Irrevocable Life Insurance Trust Checklist

Most affluent people buy life insurance within a vehicle called an Irrevocable Life Insurance Trust (ILIT). Typically the insured(s) is the grantor and the children are the beneficiaries of the trust. The selection of the trustee is a very big decision and one of the most important steps in the establishment of the trust, as that person or entity has the fiduciary responsibility to follow certain steps so that the trust is in compliance with ILIT rules.

The reasons for selecting an ILIT are many, but it is only effective if the ILIT is structured and managed properly. When this is the case, an ILIT becomes a wonderful and effective tax-leverage strategy. The trustee within an ILIT should monitor the following procedures:


  1. _____ The trustee should apply for and own the policy by following a credible application and underwriting process. The grantor should never sign as owner or anything other than the insured prior to the establishment of the trust.

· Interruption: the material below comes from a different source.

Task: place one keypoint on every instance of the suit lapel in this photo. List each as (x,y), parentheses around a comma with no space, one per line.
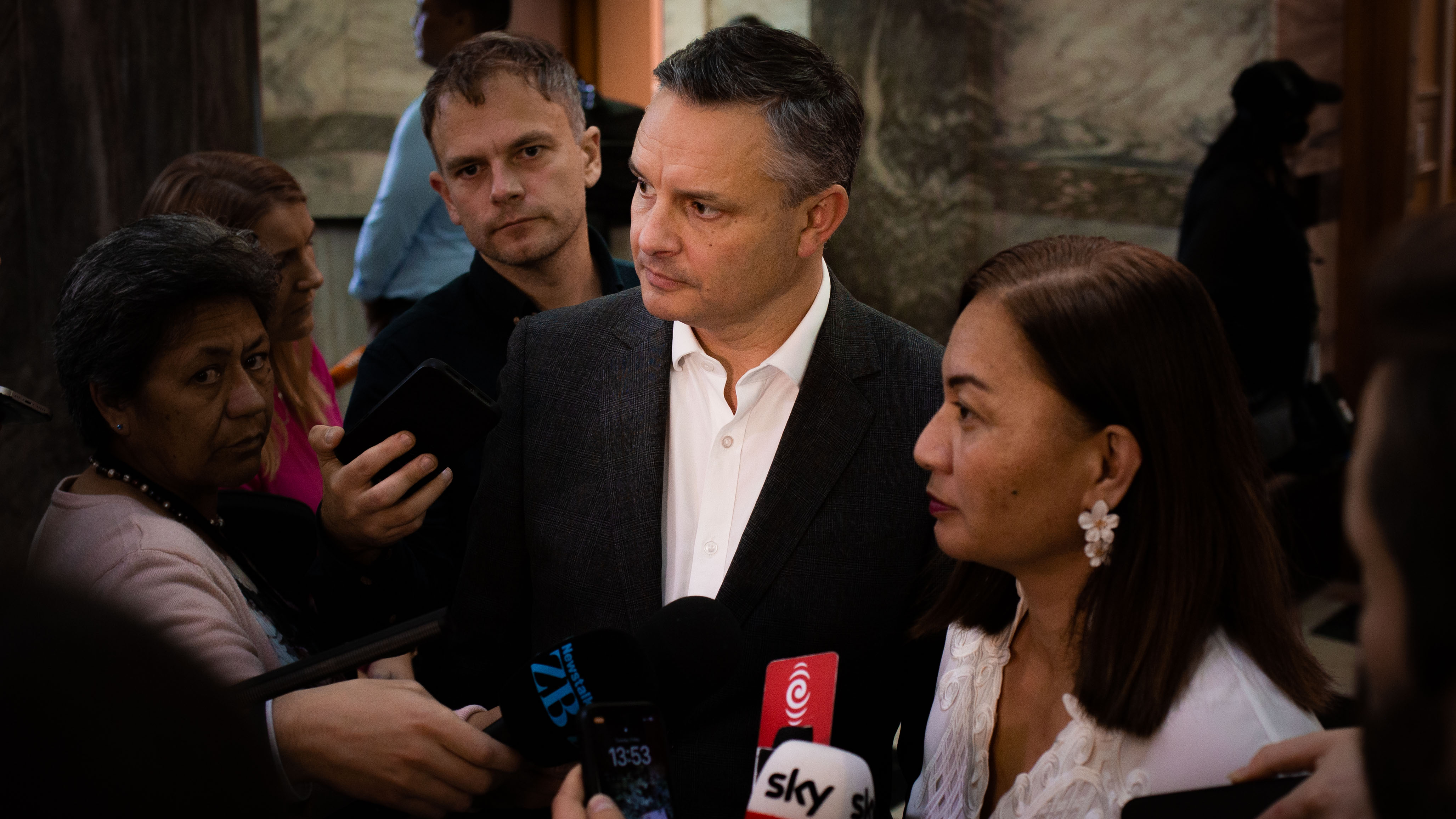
(829,419)
(634,389)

  1. _____ Premiums should be contributed by the grantor to the trust utilizing an annual gifting strategy. Once premiums are received by the trust, the trustee then notifies the beneficiaries of the trust that a gift has been made on behalf of the beneficiaries. The beneficiaries are then given a limited period of time to withdraw their portion of that gift, or the right to make a withdrawal lapses. The trustee then pays the premium to the carrier.


  1. _____ All premiums should be paid by the trustee to the carrier from the trust checking account.

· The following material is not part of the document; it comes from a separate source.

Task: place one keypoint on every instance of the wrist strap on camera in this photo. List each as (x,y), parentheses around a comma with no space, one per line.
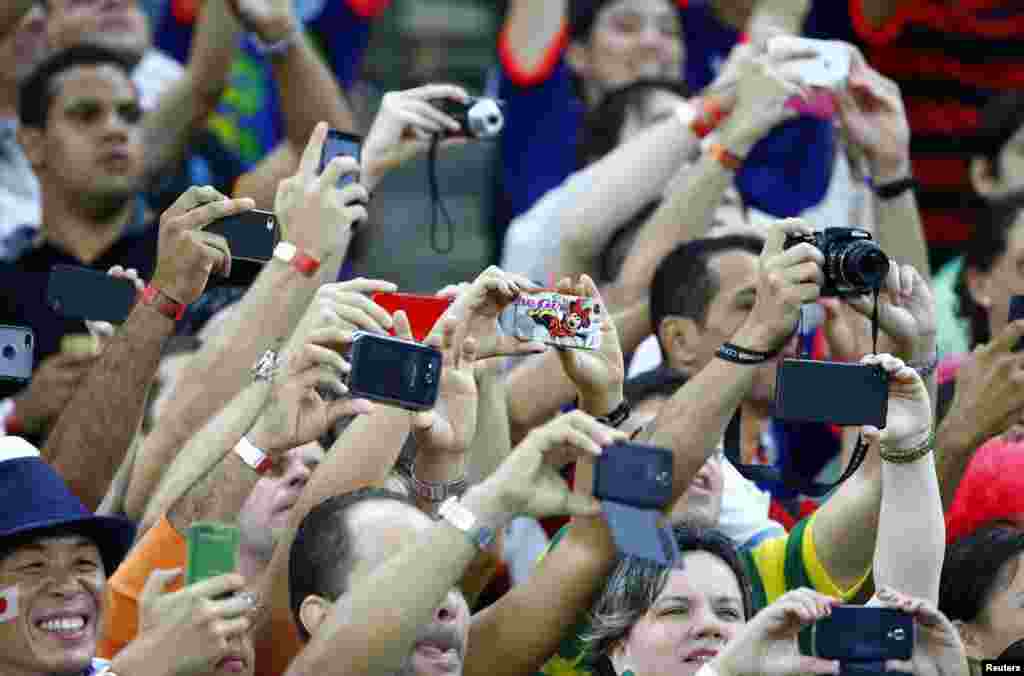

  1. _____ The grantor should retain proof of the gifts contributed to the trust. The trustee should retain a copy of referenced notices above along with proof that those notices were sent.


  1. _____ The trustee should request an in-force ledger at least every two years to determine whether the policy still meets trust objectives; then they should follow our process (or one that is similar) for policy review. The trustee should retain all materials pertaining to these reviews to provide proof of fiduciary due diligence.



If the above procedures are followed, the desired tax leverage (gift, estate, and income tax) should be attained.


The desired tax leverage is based on the death proceeds. These proceeds should be payable to the trust without any income or gift taxation and should be excluded from the decedent’s estate for estate tax purposes.